Emerging long-read sequencing technologies promise to enable near-perfect reconstruction of whole genomes. Assembly of long reads is usually accomplished using a read-overlap graph, in which the true sequence corresponds to a Hamiltonian path. As such, the assembly problem becomes NP-hard under most formulations, and most of the known algorithmic approaches are heuristic in nature. In this talk, however, we will see that the NP-hardness of the computational problem can be overcome if we focus on instances of the assembly problem that are feasible from an information-theoretic standpoint. Somewhat surprisingly, we arrive at this conclusion by first setting the computational complexity issue aside, and instead seeking algorithms that target information limits.
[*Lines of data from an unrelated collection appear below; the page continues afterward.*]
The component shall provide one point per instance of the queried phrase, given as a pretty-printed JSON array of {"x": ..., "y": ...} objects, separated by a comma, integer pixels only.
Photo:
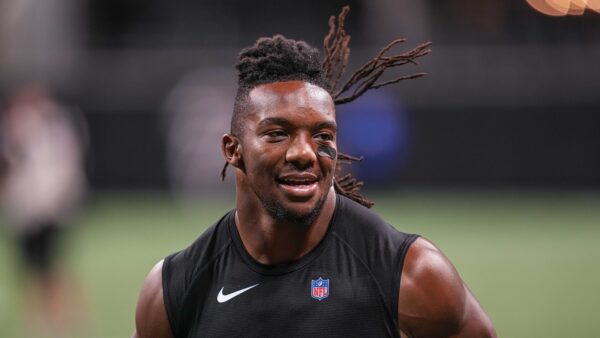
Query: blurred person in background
[
  {"x": 302, "y": 255},
  {"x": 42, "y": 186}
]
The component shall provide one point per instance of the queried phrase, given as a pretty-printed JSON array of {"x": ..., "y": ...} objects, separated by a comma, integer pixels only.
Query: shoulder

In particular, we begin with a basic feasibility question: when does the set of reads contain enough information to allow unambiguous reconstruction of the true sequence? We show that in most instances of the problem where the reads do contain enough information for assembly, the read-overlap graph can be sparsified, giving rise to an Eulerian graph where the problem can be solved in linear time. We also study the cases where the reads do not contain enough information for assembly, but from a rate-distortion perspective. We propose a new notion of distortion for assembly graphs and describe a practical assembly algorithm whose achieved distortion can be bounded in terms of the repeat complexity of the target genome.